We wanted staff to keep these blog posts to a page or two in length, so I will give you a summary of what my process is like in making a sermon, but if you want more (you have been warned the attached is long and detailed) you can go HERE to read more, but what follows is a short summary for the rest of you.
The process of making a sermon starts Monday morning for me, with an average of around 15 hours of textual research happening Monday to Wednesday. This research varies a bit depending on if it’s a narrative passage (story based), or a didactic passage (more direct teaching). Either way, I need to go back to their time, geography, history, language, culture, etc. Studying the context of the book and passage is crucial, as is grammar and structure. This process of exegesis must involve hermeneutics, the rules for interpreting Scripture. In this phase of my study, I am using lexicons and grammar sources, doing syntactical and lexical study, as well as many commentaries.
My normal schedule for Monday through Wednesday is a mixture of meetings with staff, congregants, and people from other ministries outside of ours, as well as study time. I am thankful for Karen, my Executive Assistant, and her role, as I used to have to study in little bits of time around the many other things that demand my time and attention. But now she blocks off half days, each of these three days, and protects my time to have uninterrupted time to study. I also put in some time in the early mornings or some evenings to supplement my study, depending on the need that weekend’s passage presents in terms of interpretation and textual struggles.
Thursday is sermon writing day for me. This starts early, usually around 6am, and my sermon and preaching notes, as well as PowerPoint slides, are done by 5pm, as Karen helps in protecting this day, giving me uninterrupted time to work on it, plus offloading many things from my plate to hers.
Friday is my day off, and again, thanks to Karen, I normally get my day off (unlike many years in the past), and I don’t touch my sermon on Friday, which is a nice break after the heaviness of writing day. On Saturday I put in a couple of hours early in the morning, going over my sermon, then set it aside for awhile, but pick it back up again around 4pm, reviewing it until bedtime. We seldom do anything on Saturdays, as I am bodily present in our home, but my mind is consumed with my sermon. Sunday usually starts around 4-5am with quiet time, reviewing my sermon, praying, then getting ready and heading to church.
It is such a wonderful privilege from God to have this calling to study and preach God’s Word.
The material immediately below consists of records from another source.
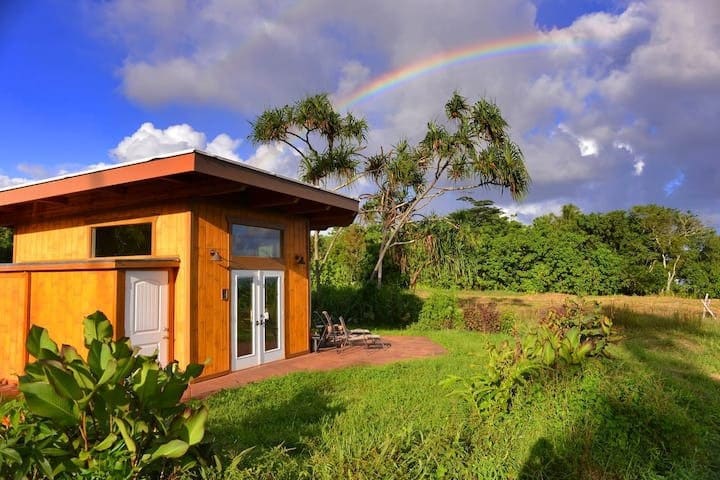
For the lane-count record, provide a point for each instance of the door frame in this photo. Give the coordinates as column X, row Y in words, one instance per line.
column 259, row 355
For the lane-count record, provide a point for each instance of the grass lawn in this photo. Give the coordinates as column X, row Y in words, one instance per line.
column 651, row 412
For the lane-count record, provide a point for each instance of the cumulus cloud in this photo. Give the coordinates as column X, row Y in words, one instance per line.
column 33, row 170
column 631, row 94
column 275, row 158
column 6, row 181
column 149, row 141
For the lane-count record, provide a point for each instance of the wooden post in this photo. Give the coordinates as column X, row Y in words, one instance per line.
column 706, row 307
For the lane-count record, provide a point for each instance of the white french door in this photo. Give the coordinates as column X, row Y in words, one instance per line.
column 258, row 334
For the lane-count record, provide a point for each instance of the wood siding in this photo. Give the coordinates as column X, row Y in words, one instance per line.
column 13, row 323
column 71, row 239
column 211, row 337
column 60, row 300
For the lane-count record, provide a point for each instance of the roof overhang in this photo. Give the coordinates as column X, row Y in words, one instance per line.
column 186, row 175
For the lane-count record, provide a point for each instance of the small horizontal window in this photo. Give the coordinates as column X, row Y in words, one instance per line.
column 122, row 240
column 250, row 241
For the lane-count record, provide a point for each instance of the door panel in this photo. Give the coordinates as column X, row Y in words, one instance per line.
column 146, row 312
column 244, row 322
column 257, row 323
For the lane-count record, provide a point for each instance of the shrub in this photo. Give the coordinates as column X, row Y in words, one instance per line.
column 481, row 317
column 568, row 335
column 115, row 414
column 440, row 311
column 495, row 387
column 508, row 322
column 368, row 305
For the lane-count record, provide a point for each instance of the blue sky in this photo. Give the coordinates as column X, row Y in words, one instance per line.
column 627, row 114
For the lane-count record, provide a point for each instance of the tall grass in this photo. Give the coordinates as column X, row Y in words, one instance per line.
column 651, row 411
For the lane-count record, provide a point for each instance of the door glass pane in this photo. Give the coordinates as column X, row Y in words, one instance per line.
column 271, row 313
column 248, row 241
column 244, row 339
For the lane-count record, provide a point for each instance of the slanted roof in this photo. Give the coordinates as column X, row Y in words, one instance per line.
column 184, row 175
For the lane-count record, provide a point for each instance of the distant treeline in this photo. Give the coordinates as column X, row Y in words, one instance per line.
column 647, row 250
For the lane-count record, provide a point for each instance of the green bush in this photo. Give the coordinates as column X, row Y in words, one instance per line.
column 440, row 311
column 565, row 336
column 569, row 334
column 389, row 306
column 481, row 317
column 114, row 414
column 508, row 322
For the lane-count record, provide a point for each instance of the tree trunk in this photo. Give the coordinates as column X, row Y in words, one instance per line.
column 671, row 275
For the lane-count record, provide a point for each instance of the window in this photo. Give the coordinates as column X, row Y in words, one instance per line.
column 6, row 239
column 122, row 240
column 250, row 241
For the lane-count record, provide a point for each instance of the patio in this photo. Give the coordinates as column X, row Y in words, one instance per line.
column 401, row 348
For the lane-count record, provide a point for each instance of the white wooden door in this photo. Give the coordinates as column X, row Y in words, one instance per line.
column 146, row 311
column 257, row 317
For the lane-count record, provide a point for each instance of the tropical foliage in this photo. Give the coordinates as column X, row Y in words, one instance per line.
column 646, row 250
column 475, row 151
column 112, row 414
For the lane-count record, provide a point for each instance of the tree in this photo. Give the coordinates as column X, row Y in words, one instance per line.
column 329, row 144
column 672, row 234
column 476, row 152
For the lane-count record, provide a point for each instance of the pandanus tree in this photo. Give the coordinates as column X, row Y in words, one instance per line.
column 329, row 144
column 471, row 150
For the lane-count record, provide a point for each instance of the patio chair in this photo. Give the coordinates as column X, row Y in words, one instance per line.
column 330, row 335
column 359, row 334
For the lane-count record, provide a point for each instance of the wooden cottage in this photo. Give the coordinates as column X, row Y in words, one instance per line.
column 199, row 257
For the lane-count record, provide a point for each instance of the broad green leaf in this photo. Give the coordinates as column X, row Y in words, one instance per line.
column 194, row 427
column 106, row 443
column 99, row 355
column 125, row 433
column 39, row 344
column 62, row 381
column 171, row 449
column 146, row 383
column 43, row 401
column 69, row 353
column 96, row 326
column 109, row 372
column 10, row 453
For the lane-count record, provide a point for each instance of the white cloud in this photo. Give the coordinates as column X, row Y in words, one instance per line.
column 526, row 211
column 587, row 146
column 149, row 141
column 628, row 90
column 6, row 181
column 224, row 146
column 33, row 170
column 275, row 158
column 638, row 166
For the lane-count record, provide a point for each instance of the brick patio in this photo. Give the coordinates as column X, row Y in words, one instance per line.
column 401, row 348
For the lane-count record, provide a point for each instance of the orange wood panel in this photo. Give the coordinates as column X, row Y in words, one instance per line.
column 71, row 239
column 297, row 289
column 60, row 300
column 212, row 332
column 13, row 323
column 212, row 337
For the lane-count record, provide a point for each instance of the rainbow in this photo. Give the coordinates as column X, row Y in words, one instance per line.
column 464, row 54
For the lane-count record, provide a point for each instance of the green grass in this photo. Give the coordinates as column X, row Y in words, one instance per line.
column 650, row 412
I am still shocked with His grace in allowing me this privilege. This is also a crucible in which God continues to wreck and remake me as preaching is a very difficult process and task for me, and anything good (in terms of kingdom terms) that comes from my preaching ministry is all of God’s grace and by His provision and power. He has been so kind!
I will just say a couple of more things, then you can read more than you likely ever wanted to know in the attached document, but I want to end by saying, you all are a joy to preach to!
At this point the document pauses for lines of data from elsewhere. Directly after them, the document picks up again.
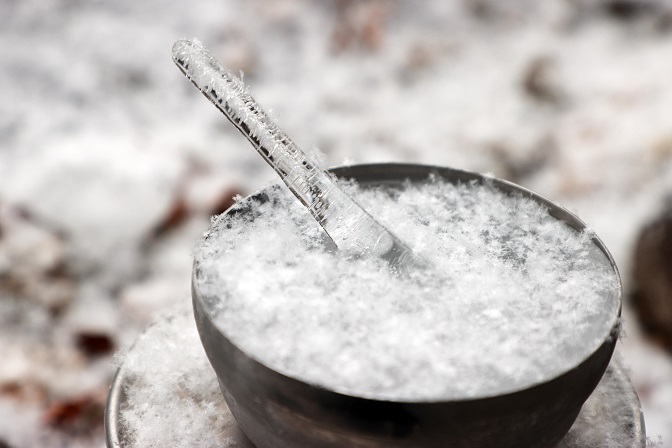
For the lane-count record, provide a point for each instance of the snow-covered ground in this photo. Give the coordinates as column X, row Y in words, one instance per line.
column 111, row 163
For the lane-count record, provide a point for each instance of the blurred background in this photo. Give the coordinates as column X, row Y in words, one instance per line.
column 111, row 163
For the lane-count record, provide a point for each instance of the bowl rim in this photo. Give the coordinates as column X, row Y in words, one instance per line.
column 422, row 171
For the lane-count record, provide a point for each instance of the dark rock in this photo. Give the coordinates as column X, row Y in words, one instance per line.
column 94, row 344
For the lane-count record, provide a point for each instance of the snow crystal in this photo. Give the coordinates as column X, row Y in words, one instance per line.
column 514, row 296
column 168, row 360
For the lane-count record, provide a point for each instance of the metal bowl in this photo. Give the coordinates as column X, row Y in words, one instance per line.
column 276, row 410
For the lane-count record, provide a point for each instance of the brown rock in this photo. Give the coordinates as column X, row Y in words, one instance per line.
column 225, row 200
column 652, row 298
column 94, row 344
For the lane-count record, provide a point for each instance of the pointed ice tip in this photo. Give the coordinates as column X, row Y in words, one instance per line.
column 183, row 46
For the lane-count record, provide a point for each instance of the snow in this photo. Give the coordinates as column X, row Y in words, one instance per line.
column 511, row 296
column 91, row 85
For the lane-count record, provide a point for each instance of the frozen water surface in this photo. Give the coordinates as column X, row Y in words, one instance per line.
column 514, row 296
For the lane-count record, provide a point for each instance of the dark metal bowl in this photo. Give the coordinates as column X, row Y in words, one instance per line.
column 276, row 410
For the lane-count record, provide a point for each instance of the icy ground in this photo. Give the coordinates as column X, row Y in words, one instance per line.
column 111, row 163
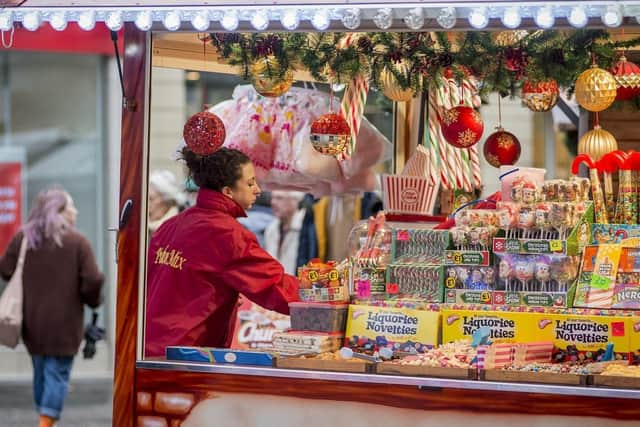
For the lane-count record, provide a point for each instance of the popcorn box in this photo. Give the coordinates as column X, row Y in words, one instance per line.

Having preached in many different locations and places, what most don’t realize is that preaching is a dynamic interaction between the preacher and the listeners. The listeners really make what happens special or not. Your hunger for God’s Word, your desire to come and be taught, your commitment to, not an easy word or even a comfortable word, but a word from God’s Word, all make preaching to you very special. Your commitment to His Word makes it a joy to preach in our church, so thank you for your gift to me in our times together on Sundays.
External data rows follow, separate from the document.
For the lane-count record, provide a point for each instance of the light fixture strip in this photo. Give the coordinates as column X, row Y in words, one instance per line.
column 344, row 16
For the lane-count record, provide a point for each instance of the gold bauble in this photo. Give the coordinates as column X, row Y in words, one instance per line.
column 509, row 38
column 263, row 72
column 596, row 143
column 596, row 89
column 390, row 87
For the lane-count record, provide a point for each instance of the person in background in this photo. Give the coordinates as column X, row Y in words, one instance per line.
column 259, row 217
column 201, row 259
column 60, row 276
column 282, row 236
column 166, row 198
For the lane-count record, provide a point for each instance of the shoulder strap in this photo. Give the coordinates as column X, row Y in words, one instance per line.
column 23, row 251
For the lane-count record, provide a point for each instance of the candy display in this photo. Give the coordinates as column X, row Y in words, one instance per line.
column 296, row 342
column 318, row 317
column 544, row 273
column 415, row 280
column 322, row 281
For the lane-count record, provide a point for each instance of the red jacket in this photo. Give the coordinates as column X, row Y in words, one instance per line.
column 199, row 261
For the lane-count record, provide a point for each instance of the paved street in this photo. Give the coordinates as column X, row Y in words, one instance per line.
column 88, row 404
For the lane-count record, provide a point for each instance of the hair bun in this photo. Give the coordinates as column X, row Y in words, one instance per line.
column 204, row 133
And finally, I love the combination of worship and the Word. I’m so thankful to Steve and his teams, Andrew and his teams, Connie and her teams, and all those who have a part in our worship services. I’m also very grateful for Julie and the Kids Ministry teams, Brad and the parking lot teams, etc. There’s so much that goes on behind the scenes during the week to prepare for Sunday, keep things running smoothly, and ensure you are all cared for. Every person on our staff has a part, and I’m thankful for each one of them. There are so many serving in so many ways, such that together, all those who are serving together make our Sunday services such a joy, delight, and blessing to us all. I truly believe much glory and honour to the Lord comes through our Sunday services, which is our ultimate mission, to glorify God!